The Rise of Princeton Wrestling

Image via Princeton Wrestling


It wasn't that long ago that you'd consider a top-5 ranking of the Princeton Tigers wrestling squad unrealistic. Today; that's a reality. The Tigers check in at #5 in the newest division one tournament rankings from both Flowrestling and Intermat. But how did they get here? First, let's take a look at the Tiger's rapid climb over the last ten seasons.....

Tiger's EIWA finishes over the last 10 years:

2010: 12th, 24 team points

2011: 11th, 42.5 team points

2012: 11th, 44 team points

2013: 12th, 24.5 team points

2014: 12th, 50.5 team points

2015: 7th, 70 team points

2016: 5th, 71.5 team points

2017: 3rd, 113 team points

2018: 3rd, 93 team points

2019: 3rd, 125 team points

Tiger's NCAA qualifiers over the last 10 years:

2010: 1

2011: 1

2012: 3

2013: 0

2014: 1

2015: 5

2016: 4

2017: 7

2018: 4

2019: 6

Tiger's NCAA finishes over the last 10 years:

2010: 61st, 1 team point

2011: DNP, 0 team points

2012: 45th, 6 team points

2013: DNP, 0 team points

2014: 64th, 0.5 team points

2015: 31st, 9.5 team points

2016: 29th, 12.5 team points

2017: 25th, 15.5 team points

2018: 26th, 17 team points

2019: 15th, 35 team points

*statistics per NCAA, EIWA and Princeton Wrestling


As you can see it's been a rapid improvement for the Tigers, especially in their last four seasons. But how has this been possible? Head coach Chis Ayres seems to be the difference-maker. Coach Ayres is currently in his 14th season at the helm of the program and the transformation under his tutelage is undeniable.


The most easily noticed change that has been made by Coach Ayres is to recruiting at Princeton. Coach Ayres recruitment of both wrestlers and coaching staff over the past 14 seasons has been nothing short of amazing. Associate head coach Sean Gray, a Virginia Tech wrestling stud, was the first of many top-level coaches to be acquired and has given the program the credentials necessary to recruit top athletes. Additional coaching add-ons such as IU standouts Joe Dubuque and Nate Jackson have added even more star power to the coaching roster.


The newfound success of the NJRTC, coached by Reece Humphrey, also seems to coincide with the Tiger's rise. Having resident athletes like Pat Downey, CJ Brucki, Tyler Graff, Bryce Meredith and Nate Jackson signals to top-level recruits that this is a place where you can succeed not only collegiately but on the world stage as well. RTC practices are also a great way to interact with top level high school wrestlers and get them involved with the program early on.

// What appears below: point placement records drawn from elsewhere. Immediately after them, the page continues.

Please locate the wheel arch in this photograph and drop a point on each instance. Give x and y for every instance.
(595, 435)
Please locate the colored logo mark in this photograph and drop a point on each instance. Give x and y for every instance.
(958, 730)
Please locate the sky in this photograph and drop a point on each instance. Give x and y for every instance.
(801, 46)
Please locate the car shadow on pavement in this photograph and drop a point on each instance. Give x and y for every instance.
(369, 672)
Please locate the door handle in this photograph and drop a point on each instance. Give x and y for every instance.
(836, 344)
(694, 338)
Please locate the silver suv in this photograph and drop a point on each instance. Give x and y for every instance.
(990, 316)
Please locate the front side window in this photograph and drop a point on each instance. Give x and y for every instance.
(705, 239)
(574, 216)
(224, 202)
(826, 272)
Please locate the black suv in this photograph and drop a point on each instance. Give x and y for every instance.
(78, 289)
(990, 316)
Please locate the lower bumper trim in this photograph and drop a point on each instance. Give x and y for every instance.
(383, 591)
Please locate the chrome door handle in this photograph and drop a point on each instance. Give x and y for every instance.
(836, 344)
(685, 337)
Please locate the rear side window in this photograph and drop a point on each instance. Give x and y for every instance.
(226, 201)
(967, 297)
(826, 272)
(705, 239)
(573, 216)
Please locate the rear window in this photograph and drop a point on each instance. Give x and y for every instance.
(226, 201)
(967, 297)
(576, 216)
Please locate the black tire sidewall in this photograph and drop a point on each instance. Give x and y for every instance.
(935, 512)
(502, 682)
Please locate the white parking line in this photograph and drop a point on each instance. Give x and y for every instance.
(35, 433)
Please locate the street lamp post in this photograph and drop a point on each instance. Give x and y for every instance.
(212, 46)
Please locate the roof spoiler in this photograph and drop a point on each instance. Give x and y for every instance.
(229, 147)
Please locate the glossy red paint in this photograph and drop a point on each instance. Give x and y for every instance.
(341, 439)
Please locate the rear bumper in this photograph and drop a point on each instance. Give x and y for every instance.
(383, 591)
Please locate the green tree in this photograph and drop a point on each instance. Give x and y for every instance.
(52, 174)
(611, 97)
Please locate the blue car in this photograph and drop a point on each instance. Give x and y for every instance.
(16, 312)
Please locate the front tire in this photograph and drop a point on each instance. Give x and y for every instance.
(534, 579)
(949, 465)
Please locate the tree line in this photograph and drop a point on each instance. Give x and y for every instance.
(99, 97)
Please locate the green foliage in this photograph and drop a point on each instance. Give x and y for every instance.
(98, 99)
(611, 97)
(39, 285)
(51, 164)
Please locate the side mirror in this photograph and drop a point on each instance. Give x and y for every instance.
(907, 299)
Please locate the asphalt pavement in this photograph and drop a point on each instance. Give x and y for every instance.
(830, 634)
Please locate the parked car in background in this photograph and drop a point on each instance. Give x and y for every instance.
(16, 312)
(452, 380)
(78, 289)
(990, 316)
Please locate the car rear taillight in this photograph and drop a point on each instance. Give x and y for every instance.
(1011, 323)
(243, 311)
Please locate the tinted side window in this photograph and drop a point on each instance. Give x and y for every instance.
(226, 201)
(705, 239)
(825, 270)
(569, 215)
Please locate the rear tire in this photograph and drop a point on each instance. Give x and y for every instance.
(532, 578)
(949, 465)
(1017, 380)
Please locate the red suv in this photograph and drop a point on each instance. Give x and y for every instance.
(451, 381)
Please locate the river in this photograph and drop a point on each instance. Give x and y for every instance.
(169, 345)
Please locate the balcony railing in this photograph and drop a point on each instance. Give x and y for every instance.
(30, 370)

These changes have allowed Ayres to reel in 7 nationally-ranked recruiting classes in the last 10 years. With top-level recruits such as Quincy Monday, Brett Harner, Matt Kolodzik, Pat Glory and Pat Brucki at his disposal, Ayres and the tigers have climbed to national prominence.


All of these changes culminated with Princeton taking the B1G-Ivy rivalry against Rutgers 18-15 this past weekend. Although the Tigers came into the bout the clear favorites, the result snapped a 23 match losing streak to the Scarlet Knights that dated back to 1990. This win allowed Princeton to finish the regular season on a 7-match winning streak that will hopefully translate into confidence at the upcoming EIWA Championship. Unfortunately, during the dual #3 ranked Pat Brucki sustained an injury in a 10-9 loss to Jordan Pagano of Rutgers. One of the looming questions we still have is how serious is the injury Pat Brucki sustained during the Rutgers dual and will he be ready for the NCAA Championship in March?


Regardless of Brucki's status the Tigers will try to win their first EIWA title since 1978 this year and seek to follow that performance up with a top-5 finish at the NCAA tournament.